À l’invitation du Groupe libertaire d’Ivry,
Projection / Discussion : Le Front homosexuel d’action révolutionnaire

Dimanche 18 février 2024 à partir de 16 h 30
Entrée libre (accueil dès 15 h)
Librairie du Monde Libertaire (Publico), 145 rue Amelot, Paris 11
M° République / Oberkampf / Filles du Calvaire

Le F.H.A.R. (Carole Roussopoulos, 1971) documente la première manifestation de rue gay et lesbienne en France. S’inscrivant dans la contestation des années 1968, le F.H.A.R. marqua une nouvelle direction pour le militantisme homosexuel en France, en rupture avec les groupes moins virulents, voire conservateurs, prônant la discrétion et la « respectabilité ».

La manifestation du F.H.A.R. se déroule à l’intérieur de la manifestation syndicale du premier mai et dénonce les discriminations homophobes, scandant des slogans tels que : « Les pédés dans la rue », « Nous sommes tous un fléau social », « À bas les phallocrates ! » La caméra suit les manifestants, cadre les badauds, qui découvrent avec curiosité et étonnement le premier cortège de gays et lesbiennes défilant ouvertement.

Le film rapporte les interventions des militant‑es du F.H.A.R. à l’université de Vincennes. Quelques années avant la dépénalisation de l’homosexualité en France, dans cette réunion aux publics pluriels, tenue en mai – juin 1971, nous assistons à l’effervescence des débuts de ce mouvement qui apportera une visibilité importante aux luttes homosexuelles radicales. Bien que la parole circule davantage entre les hommes — ce qui amènera les femmes à quitter le groupe par la suite —, Carole Roussopoulos saisit, dans le brouhaha des discussions, le monologue d’une militante critiquant les oppressions d’une société hétéro‐normative et bourgeoise.

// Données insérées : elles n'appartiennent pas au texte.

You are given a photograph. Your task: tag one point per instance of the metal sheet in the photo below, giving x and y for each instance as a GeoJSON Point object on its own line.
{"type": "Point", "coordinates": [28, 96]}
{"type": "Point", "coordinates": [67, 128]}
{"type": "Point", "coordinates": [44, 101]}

Dans son Rapport contre la normalité (publié en 1971), le F.H.A.R. invite à « arrêter de raser les murs ». Tribunes, témoignages, dessins y disent la rage contre la société, qui fait de l’homosexualité un « fléau social », contre les « docteurs en saloperies, psychiatres flics, psychanalystes racistes et autres chiens de garde », sans oublier la gauche (communiste, trotskiste, maoïste, etc.) et les militants « qui se croient normaux » et qui empêchent les homosexueles de s’exprimer : ceux qui (dans le meilleur des cas) font des luttes de libération homosexuelle une lutte secondaire par rapport à la lutte des classes, ou (au pire) cassent la gueule des homosexuels de leurs groupes ; avant de conclure : Quant à ceux qui continuent de prétendre parler et décider au nom et à la place de la classe ouvrière, qu’ils crèvent !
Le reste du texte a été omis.